Wer ist der vielversprechendste europäische IoT-Techpreneur? Das wollte EBV Elektronik genau wissen und lobte beim IoT/WT Innovation World Cup 2017 den Sonderpreis „EBV IoT Hero“ aus.

Luke Roberts Bildquelle: © Luke Roberts

Das Wiener Startup Luke Roberts überzeugte mit einer revolutionären Lampentechnik.

Unter dem Motto „EBV IoT Hero“ konnten Startups und Entwickler ihre Produkte rund um das IoT in den Kategorien „Home“, „City“, „Lifestyle“, „Industrial“, „Transportation“, „Healthcare“ und „Retail“ beim Innovation World Cup einreichen. Die Jury-Mitglieder hatten bei der Entscheidungsfindung zum IoT-Hero die Qual der Wahl: Aus mehr als 940 Startups wählten sie 33 Firmen in die Endrunde. Die Luke Roberts GmbH setzte sich schließlich beim finalen Pitch auf der WT Wearable Technologies Conference Europe am 30. Januar in München durch und durfte das Preisgeld von 10.000 Euro in Empfang nehmen. »Wir sind sehr glücklich, uns gegen eine starke Konkurrenz durchgesetzt zu haben. Die Bestätigung, die wir für unsere smarte Leuchte dadurch erhalten haben, ist eine große Motivation für das gesamte Team«, freut sich Robert Kopka, Founder & Managing Director von Luke Roberts. Gemeinsam mit Lukas Pilat hat er das Unternehmen gegründet. Gemeinsam haben sich beide auch im Firmennamen verewigt.

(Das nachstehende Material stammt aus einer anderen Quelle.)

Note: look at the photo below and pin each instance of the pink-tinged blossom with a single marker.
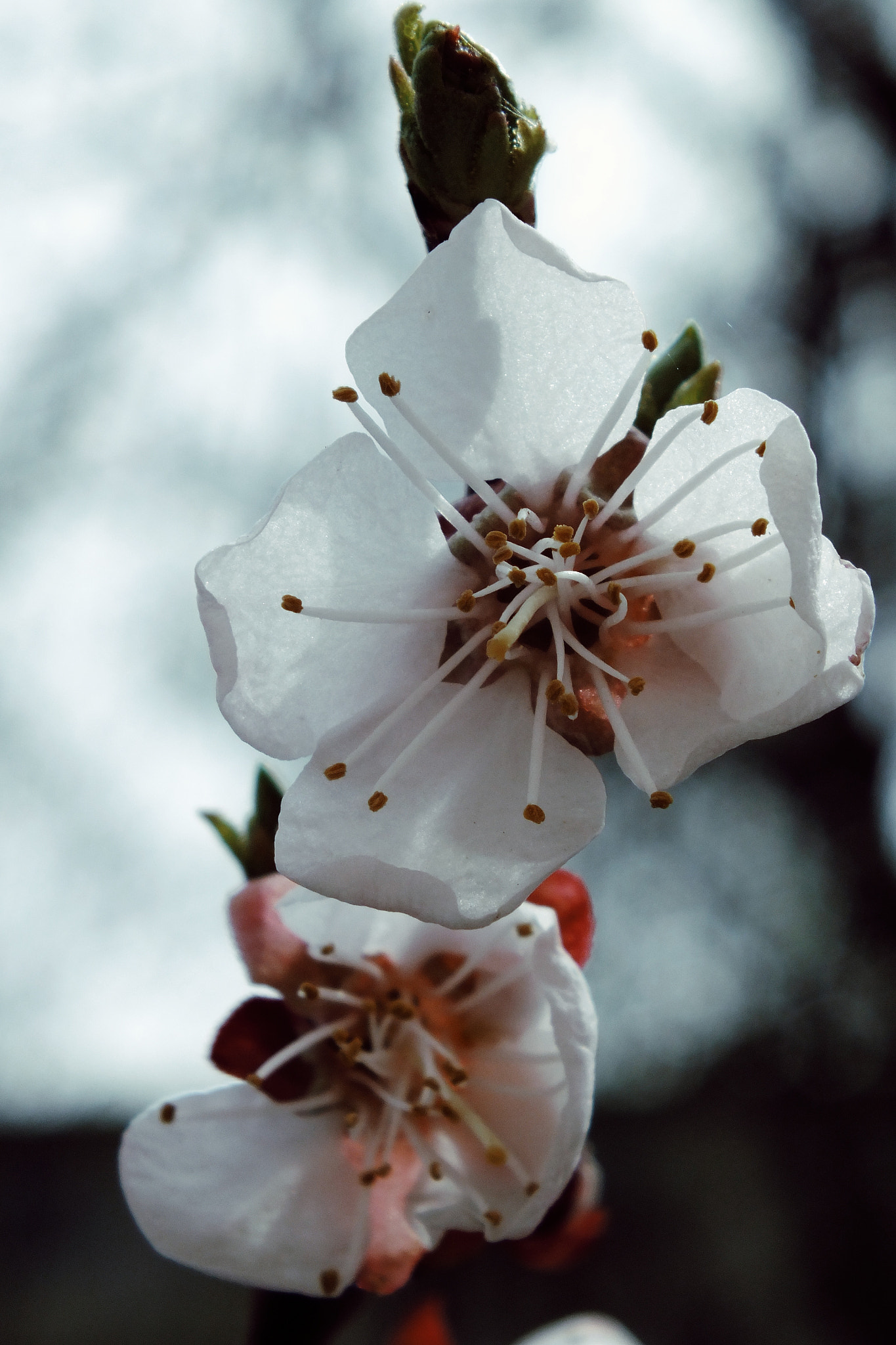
(667, 602)
(408, 1080)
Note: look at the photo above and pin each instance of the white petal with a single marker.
(240, 1187)
(452, 844)
(349, 530)
(763, 661)
(505, 347)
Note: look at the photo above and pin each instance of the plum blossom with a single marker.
(406, 1080)
(591, 592)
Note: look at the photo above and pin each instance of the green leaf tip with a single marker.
(254, 848)
(464, 135)
(677, 378)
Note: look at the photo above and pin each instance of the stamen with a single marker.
(620, 615)
(621, 731)
(454, 460)
(416, 697)
(696, 619)
(437, 722)
(532, 813)
(301, 1044)
(591, 658)
(603, 432)
(689, 486)
(653, 455)
(418, 479)
(499, 645)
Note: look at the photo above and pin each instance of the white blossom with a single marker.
(449, 1079)
(671, 603)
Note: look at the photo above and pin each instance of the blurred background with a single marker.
(200, 202)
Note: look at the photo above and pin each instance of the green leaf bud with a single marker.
(672, 370)
(254, 848)
(464, 135)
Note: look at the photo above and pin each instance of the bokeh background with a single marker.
(200, 201)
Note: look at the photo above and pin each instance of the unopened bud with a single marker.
(464, 135)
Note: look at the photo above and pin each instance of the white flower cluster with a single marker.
(453, 667)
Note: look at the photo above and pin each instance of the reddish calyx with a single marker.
(567, 894)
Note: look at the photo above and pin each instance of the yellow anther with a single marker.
(330, 1282)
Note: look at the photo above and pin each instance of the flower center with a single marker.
(399, 1051)
(544, 586)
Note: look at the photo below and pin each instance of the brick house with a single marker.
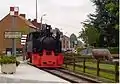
(21, 24)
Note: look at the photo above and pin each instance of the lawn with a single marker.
(93, 72)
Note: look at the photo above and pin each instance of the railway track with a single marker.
(69, 76)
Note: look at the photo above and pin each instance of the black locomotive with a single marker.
(44, 39)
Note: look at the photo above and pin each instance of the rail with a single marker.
(75, 60)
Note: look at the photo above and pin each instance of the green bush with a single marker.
(114, 50)
(8, 60)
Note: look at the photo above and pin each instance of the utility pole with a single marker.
(41, 21)
(41, 24)
(36, 10)
(13, 40)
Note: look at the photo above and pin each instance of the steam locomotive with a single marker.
(44, 48)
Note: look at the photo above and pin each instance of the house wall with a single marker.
(6, 25)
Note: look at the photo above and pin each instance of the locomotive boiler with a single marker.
(44, 48)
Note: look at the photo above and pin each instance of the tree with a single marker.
(90, 35)
(73, 38)
(105, 21)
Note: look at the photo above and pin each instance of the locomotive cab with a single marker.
(44, 48)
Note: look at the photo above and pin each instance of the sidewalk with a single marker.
(29, 74)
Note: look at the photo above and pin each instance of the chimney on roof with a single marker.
(35, 20)
(29, 20)
(23, 15)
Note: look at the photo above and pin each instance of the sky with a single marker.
(66, 15)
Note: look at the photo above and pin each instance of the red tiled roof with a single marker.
(27, 22)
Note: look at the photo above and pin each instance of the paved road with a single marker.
(29, 74)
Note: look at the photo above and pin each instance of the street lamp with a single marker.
(41, 19)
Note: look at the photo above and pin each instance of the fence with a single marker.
(75, 60)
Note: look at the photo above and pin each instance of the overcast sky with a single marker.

Markt & Technik Bildquelle: © Markt & Technik

Die Gründer von Luke Roberts: Lukas Pilat (links) and Robert Kopka

»Wir wollen Licht dynamisch machen«
Viele Geräte wurden smarter, nur beim Licht blieb alles mehr oder weniger beim Alten. Obwohl jeder Raum beleuchtet wird und Licht erwiesenermaßen einen starken Einfluss auf die Stimmung von Menschen hat, kann man die meisten Leuchten nur ein- und ausschalten. »Wir wollen genau das ändern und Licht dynamisch machen. Wir wollen, dass sich Beleuchtung an uns anpasst und die Räume nach unseren persönlichen Präferenzen ausgeleuchtet sind. Daher haben wir Luke Roberts gegründet«, fasst Kopka die Motivation hinter dem Startup zusammen.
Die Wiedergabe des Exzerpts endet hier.